Yee is a 65-year-old grandmother from Thailand. She lives with her daughter, son-in-law, and five grandchildren. Yee is a homemaker and takes care of her youngest grandchildren. Her daughter and her eldest grandson are agricultural day labourers, and her son-in-law works as a carpenter. Yee has abdominal pain that becomes more severe after she eats. She is now longer able to do any household chores due to her condition. Doctors have advised Yee to undergo a cholecystectomy, a procedure where her gallbladder is surgically removed. If left untreated, Yee's symptoms will continue to worsen and put her at risk for further health complications in the future. After seeking treatment through our medical partner, Burma Children Medical Fund (BCMF), Yee is scheduled to undergo her cholecystectomy on December 28th. BCMF is requesting $1,500 to cover the total cost of Yee's procedure and care. Yee shared, "I am scared to have surgery but I will have to be strong and I hope that my pain will be gone after I receive surgery."

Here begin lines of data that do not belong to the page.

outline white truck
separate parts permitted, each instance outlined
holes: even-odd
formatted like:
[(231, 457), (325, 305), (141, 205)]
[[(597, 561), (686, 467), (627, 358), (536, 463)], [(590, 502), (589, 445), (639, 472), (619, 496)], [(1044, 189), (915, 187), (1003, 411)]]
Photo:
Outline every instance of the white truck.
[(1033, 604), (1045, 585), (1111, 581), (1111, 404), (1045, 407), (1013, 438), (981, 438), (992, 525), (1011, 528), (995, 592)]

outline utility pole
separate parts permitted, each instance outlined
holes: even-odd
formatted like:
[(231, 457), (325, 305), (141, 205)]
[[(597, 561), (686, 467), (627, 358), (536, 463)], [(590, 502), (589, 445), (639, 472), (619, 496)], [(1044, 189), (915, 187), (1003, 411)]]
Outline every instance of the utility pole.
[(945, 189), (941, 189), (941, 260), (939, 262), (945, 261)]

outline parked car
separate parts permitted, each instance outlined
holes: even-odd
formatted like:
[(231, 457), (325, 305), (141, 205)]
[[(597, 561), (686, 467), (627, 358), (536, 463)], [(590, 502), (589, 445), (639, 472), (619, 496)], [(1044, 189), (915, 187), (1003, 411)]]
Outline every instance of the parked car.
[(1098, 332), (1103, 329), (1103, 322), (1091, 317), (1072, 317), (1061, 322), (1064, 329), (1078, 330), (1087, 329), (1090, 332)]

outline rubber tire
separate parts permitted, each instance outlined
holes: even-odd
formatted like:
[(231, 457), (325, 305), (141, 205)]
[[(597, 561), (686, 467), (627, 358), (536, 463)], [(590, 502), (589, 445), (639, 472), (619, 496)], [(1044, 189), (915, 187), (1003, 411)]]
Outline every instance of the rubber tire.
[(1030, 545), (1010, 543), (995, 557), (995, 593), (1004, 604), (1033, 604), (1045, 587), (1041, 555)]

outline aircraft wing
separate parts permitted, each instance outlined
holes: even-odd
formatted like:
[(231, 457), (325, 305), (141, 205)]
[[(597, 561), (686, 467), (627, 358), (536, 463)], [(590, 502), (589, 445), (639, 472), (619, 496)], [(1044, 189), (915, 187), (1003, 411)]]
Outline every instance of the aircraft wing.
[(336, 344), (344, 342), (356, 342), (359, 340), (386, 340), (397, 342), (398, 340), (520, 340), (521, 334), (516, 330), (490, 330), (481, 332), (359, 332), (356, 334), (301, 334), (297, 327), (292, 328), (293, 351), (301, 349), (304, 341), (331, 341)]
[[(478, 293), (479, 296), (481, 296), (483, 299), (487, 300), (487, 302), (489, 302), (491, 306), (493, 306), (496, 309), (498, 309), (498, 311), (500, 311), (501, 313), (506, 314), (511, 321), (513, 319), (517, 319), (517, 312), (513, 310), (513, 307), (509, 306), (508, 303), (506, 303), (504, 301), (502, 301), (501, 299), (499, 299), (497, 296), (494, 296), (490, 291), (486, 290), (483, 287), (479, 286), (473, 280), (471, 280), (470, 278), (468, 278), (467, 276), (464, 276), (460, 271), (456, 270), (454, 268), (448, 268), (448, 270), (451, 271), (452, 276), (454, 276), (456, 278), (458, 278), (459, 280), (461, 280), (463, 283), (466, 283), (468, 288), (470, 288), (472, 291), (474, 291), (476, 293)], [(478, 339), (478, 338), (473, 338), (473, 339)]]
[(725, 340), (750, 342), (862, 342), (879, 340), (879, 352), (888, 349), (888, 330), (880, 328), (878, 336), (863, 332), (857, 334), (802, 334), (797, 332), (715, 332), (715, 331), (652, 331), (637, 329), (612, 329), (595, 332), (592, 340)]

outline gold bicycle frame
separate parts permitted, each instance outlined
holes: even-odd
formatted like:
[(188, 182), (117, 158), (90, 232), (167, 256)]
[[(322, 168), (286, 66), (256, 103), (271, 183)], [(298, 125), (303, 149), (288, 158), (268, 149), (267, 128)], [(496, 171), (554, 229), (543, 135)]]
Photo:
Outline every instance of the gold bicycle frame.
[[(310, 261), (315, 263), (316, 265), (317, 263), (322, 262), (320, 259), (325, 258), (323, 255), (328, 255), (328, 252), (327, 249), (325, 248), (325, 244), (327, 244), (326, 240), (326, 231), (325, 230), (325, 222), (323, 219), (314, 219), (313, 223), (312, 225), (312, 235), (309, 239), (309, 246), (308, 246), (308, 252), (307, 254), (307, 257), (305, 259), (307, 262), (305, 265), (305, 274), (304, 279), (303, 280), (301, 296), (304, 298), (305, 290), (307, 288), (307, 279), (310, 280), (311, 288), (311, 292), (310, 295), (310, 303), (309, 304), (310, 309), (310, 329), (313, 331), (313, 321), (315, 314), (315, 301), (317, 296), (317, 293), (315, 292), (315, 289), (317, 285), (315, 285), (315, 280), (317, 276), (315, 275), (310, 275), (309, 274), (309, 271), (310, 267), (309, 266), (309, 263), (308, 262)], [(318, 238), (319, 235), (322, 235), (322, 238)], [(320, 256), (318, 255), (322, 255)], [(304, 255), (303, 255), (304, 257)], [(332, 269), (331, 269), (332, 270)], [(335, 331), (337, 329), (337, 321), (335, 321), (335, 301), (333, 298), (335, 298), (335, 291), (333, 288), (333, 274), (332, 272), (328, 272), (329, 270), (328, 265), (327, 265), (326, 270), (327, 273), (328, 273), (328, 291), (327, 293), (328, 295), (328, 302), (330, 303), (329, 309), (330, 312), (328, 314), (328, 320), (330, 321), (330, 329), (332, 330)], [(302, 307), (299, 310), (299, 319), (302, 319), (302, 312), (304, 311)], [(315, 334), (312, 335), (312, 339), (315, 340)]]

Beatrice is a young student from Kenya. She is a calm girl and the seventh born in a family of eight children. Her family hails from Mokoyon village in West Pokot County. Beatrice's father is a farmer while her mother is a housewife. They live in a one roomed grass thatched house in their village. Beatrice has clubfoot of her right foot. Clubfoot is a condition in which the foot is twisted out of shape. This causes difficulty walking and even wearing shoes. Fortunately, Beatrice traveled to visit our medical partner's care center, AIC Cure International Hospital. There, surgeons will perform clubfoot repair surgery on November 23th. Our medical partner, African Mission Healthcare Foundation, is requesting $1,286 to fund Beatrice's clubfoot repair. After treatment, she will be able to walk easily, play, and wear shoes like the other children she knows. “We are requesting for support so that her foot can be corrected and she can continue with her normal life,” Julius, Beatrice’s father told us.